Recruitment & Eligibility

• Status: RECRUITING
• Sex: All
• Target Recruitment: 104

Inclusion Criteria

• Histopathologically confirmed rectal adenocarcinoma with no prior antitumor therapy.
• Exclusion of patients with BRAF mutations or MSI-H status, as determined by pre-enrollment genetic testing including RAS, BRAF, and MSI analysis. RAS mutation status is permitted regardless.
• Absence of severe intestinal obstruction symptoms and no evidence of distant metastasis confirmed by imaging examinations such as CT, MRI, or PET/CT.
• Confirmation as locally advanced rectal cancer by rectal MRI, meeting one or more of the following criteria: T3c-d or T4, N2, EMVI(+), MRF(+), lateral lymph node metastasis; or patients with low-lying rectal cancer (≤5 cm from the anal verge) unsuitable for sphincter-preserving surgery prior to neoadjuvant therapy.
• Age 18 to 75 years.
• ECOG Performance Status of 0 to 1, without severe comorbid medical conditions.
• Adequate organ function:

Hematopoietic: Hemoglobin ≥90 g/L, Platelets ≥80 × 10^9/L, Absolute Neutrophil Count ≥1.5 × 10^9/L.

Hepatic: ALT and AST < 2.5 × ULN. Renal: Serum Creatinine < 1.5 × ULN.

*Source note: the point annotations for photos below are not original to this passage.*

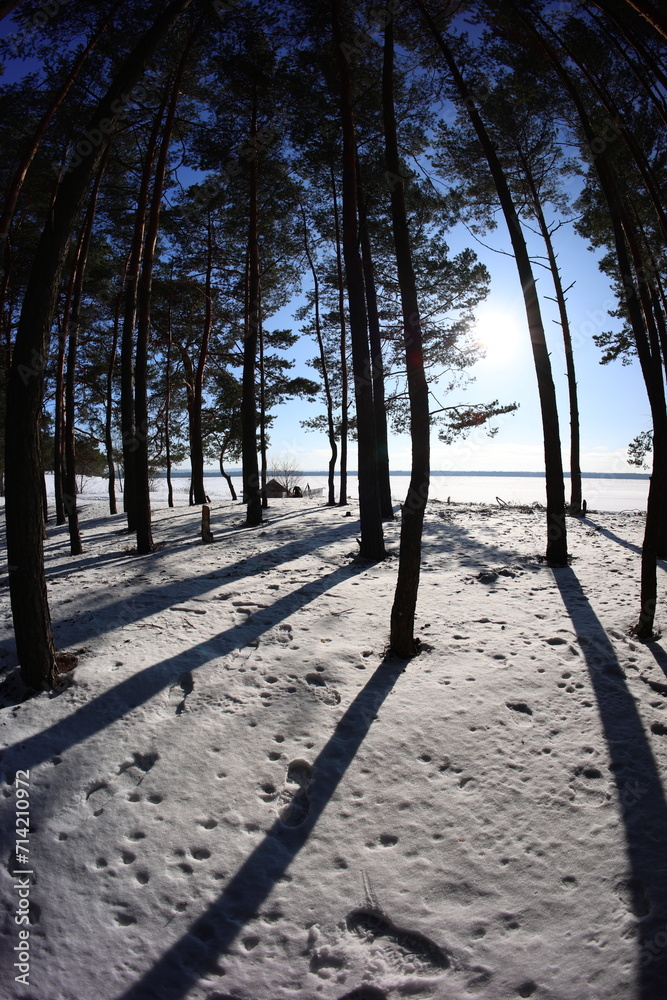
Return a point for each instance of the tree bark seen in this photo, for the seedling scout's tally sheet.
(648, 12)
(575, 450)
(226, 476)
(196, 444)
(262, 415)
(628, 255)
(19, 176)
(402, 639)
(59, 435)
(331, 430)
(76, 547)
(145, 544)
(7, 8)
(556, 551)
(32, 620)
(251, 490)
(344, 401)
(108, 420)
(377, 365)
(372, 541)
(167, 401)
(127, 411)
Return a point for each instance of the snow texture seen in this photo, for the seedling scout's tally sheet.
(238, 795)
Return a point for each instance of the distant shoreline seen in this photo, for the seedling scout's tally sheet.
(236, 474)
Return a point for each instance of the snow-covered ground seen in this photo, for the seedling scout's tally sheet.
(601, 494)
(238, 796)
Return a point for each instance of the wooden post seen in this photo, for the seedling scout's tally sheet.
(206, 535)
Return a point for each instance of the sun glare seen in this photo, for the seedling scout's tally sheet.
(500, 334)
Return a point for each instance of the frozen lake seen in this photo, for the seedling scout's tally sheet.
(600, 494)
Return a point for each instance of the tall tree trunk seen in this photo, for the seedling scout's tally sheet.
(556, 552)
(7, 8)
(167, 400)
(59, 435)
(145, 544)
(344, 401)
(402, 640)
(127, 412)
(575, 450)
(226, 475)
(630, 261)
(196, 444)
(331, 430)
(372, 541)
(76, 548)
(30, 609)
(647, 10)
(108, 416)
(262, 415)
(377, 365)
(251, 489)
(20, 173)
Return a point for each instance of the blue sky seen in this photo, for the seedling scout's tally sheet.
(612, 398)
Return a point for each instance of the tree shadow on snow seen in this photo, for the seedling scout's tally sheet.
(198, 951)
(97, 714)
(641, 797)
(95, 616)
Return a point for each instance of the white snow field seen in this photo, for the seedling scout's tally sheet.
(238, 796)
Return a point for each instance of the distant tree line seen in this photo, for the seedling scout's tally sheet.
(175, 173)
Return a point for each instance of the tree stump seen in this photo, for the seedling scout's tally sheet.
(206, 535)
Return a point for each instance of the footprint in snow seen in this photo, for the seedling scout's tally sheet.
(295, 794)
(408, 951)
(186, 685)
(322, 690)
(522, 712)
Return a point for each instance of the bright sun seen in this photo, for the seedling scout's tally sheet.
(500, 333)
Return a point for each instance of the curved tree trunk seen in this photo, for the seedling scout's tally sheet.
(344, 402)
(76, 547)
(262, 416)
(59, 434)
(556, 551)
(127, 413)
(377, 365)
(108, 416)
(196, 442)
(32, 620)
(167, 402)
(145, 544)
(402, 639)
(575, 449)
(637, 302)
(372, 540)
(251, 490)
(331, 430)
(226, 475)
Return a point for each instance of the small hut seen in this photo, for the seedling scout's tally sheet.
(274, 490)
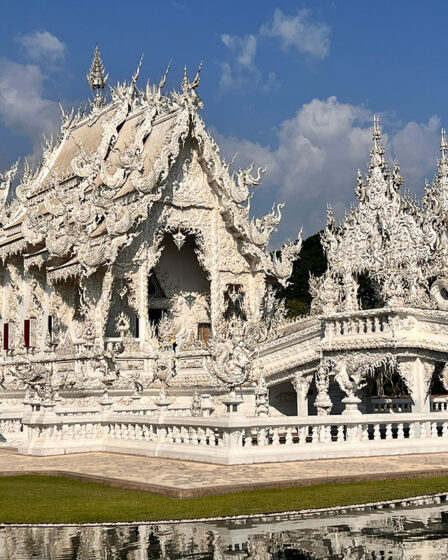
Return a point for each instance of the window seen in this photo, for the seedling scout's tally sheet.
(204, 331)
(27, 333)
(6, 336)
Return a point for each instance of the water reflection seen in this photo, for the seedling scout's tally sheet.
(412, 534)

• Provision of signed and dated written informed consent.

Exclusion Criteria

• Patients found to have BRAF mutations or MSI-H status.
• Patients who have previously received chemotherapy, radiotherapy, immunotherapy, targeted therapy, or surgical resection for colorectal cancer prior to enrollment.
• History or presence of another malignancy (except for early-stage basal cell carcinoma or carcinoma in situ of the cervix) within the past 3 years, with the disease not under control.
• Patients who are pregnant (confirmed by serum or urine β-HCG test) or breastfeeding.
• Patients with severe cardiac, hepatic, renal, neurological, or psychiatric diseases.
• Patients with active infections.
• Poor overall health status, with an ECOG performance status ≥2.
• Patients who have undergone organ transplantation requiring immunosuppressive therapy, or those requiring long-term corticosteroid treatment for autoimmune diseases.
• Patients with comorbid conditions that, in the investigator's judgment, seriously endanger the patient's safety or affect the completion of the study.
• Known hypersensitivity to any of the study drugs.

Study & Design

• Study Type: INTERVENTIONAL
• Study Design: PARALLEL

Arm && Interventions

Group	Intervention	Description
Intervention group	PD-1 inhibitor based immunotherapy	Short-course radiotherapy (25Gy/5Fx) followed by 4 cycles of CAPOX regimen (Oxaliplatin 130mg/m² IV infusion, Capecitabine 1000mg/m² orally for 14 days, Q3w) combined with Bevacizumab (7.5mg/kg IV infusion, D1, Q3w) + PD-1 inhibitor (Toripalimab 240mg IV infusion, D1, Q3w). Following completion of total neoadjuvant therapy, the treatment strategy (watch-and-wait or surgical resection) will be selected based on tumor response. The decision regarding adjuvant chemotherapy will be determined according to postoperative pathological findings.

Primary Outcome Measures

Name	Time	Method
Complete Response rate	2 weeks after the surgery	Measurement Methods: Chi-square test, Fisher's exact test, multivariate regression analysis (Cox regression model).; Description: For pCR and cCR, chi-square test or Fisher's exact test was used to compare differences between the two groups. Multivariate regression analysis (Cox regression model) was employed to assess the relationship between the intervention and the CR rate.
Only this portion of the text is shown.